Ordering Soya Chunks and Building a Full Grocery Order
Soya chunks are one of those items that is genuinely hard to find outside a dedicated Indian or Nepali grocery, which is exactly what danphestores.com is built for. As the Indian grocery store online in Canada, we ship soya chunks, dal, masalas, and mustard oil together in one order to all 10 provinces and 3 territories, so you are not paying separate shipping on ten different sites.
Standard delivery runs $5 to $10 and is free from $35 in central Metro Vancouver, with same-day delivery available there by phone. Everywhere else in Canada, expect 5 to 10 business days. Add soya chunks alongside your garam masala, rajma, and mustard oil and you have a full curry kit in one box.

Frequently asked questions
Are soya chunks the same as Nutrela?
Nutrela is just one brand name for soya chunks; the product itself (defatted soy flour extruded into dry nuggets) is generic. Our Soya Chunks work exactly the same way: soak, squeeze, cook.

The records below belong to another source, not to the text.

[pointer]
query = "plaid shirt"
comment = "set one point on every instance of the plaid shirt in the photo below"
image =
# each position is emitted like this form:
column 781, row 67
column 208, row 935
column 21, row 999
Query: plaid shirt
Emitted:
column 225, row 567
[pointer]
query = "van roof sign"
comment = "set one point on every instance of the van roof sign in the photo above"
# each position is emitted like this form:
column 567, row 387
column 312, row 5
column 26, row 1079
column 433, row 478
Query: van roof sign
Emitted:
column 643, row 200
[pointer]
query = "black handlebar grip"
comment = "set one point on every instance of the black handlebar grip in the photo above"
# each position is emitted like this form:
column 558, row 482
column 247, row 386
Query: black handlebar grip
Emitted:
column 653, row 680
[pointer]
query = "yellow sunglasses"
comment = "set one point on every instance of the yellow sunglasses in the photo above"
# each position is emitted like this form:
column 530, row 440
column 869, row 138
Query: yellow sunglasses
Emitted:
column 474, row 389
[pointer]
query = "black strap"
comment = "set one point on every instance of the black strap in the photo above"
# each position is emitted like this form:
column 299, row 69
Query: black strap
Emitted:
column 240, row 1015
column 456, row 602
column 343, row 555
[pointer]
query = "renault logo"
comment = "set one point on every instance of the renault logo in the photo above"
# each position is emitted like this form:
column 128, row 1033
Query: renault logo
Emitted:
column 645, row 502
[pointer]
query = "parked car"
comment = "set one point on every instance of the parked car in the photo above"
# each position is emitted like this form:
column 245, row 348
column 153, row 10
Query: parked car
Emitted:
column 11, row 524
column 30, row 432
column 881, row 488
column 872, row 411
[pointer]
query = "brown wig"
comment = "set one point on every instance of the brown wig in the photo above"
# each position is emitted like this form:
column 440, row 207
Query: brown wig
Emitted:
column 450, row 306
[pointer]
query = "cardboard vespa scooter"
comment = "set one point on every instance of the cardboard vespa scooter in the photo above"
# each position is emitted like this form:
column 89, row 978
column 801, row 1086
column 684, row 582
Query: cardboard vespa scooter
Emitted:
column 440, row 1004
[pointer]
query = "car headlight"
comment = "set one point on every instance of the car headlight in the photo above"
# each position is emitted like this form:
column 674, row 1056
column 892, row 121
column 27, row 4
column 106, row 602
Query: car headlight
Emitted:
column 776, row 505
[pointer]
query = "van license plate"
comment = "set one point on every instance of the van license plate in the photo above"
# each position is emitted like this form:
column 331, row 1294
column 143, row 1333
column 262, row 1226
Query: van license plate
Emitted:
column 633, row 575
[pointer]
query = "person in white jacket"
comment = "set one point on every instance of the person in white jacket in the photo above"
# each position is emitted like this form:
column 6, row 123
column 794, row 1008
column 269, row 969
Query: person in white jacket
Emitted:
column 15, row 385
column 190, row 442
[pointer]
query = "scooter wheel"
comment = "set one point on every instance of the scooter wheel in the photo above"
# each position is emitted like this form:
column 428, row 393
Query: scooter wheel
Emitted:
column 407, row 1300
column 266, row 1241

How much protein is in soya chunks?
Dry soya chunks run around 50 grams of protein per 100 grams, among the highest of any common pantry item, ahead of most meats and dal. See our dal & lentils protein guide for a full comparison against rajma, chana, and moong dal.
Do I need to soak soya chunks in hot water or cold?
Always hot or boiling water. Cold water leaves the centre of each chunk hard and chalky even after 20 minutes. Soak 10 to 15 minutes in hot water, then squeeze out the excess before cooking.
How long do soya chunks last unopened?
Dry, unopened soya chunks are shelf-stable for months in a cool, dry cupboard, which is part of why they are such a practical staple to keep alongside your lentils and rice.
Can soya chunks replace meat in a curry recipe?
Yes, that is exactly what they are used for across Nepal and India, especially during vegetarian fasting periods. Soak, squeeze, and season the same way you would season a mutton curry, using garam masala and mustard oil for depth.
Do you ship soya chunks outside British Columbia?
Yes. Danphe Stores ships soya chunks and the rest of the pantry nationwide across all 10 provinces and 3 territories, typically 5 to 10 business days outside Metro Vancouver.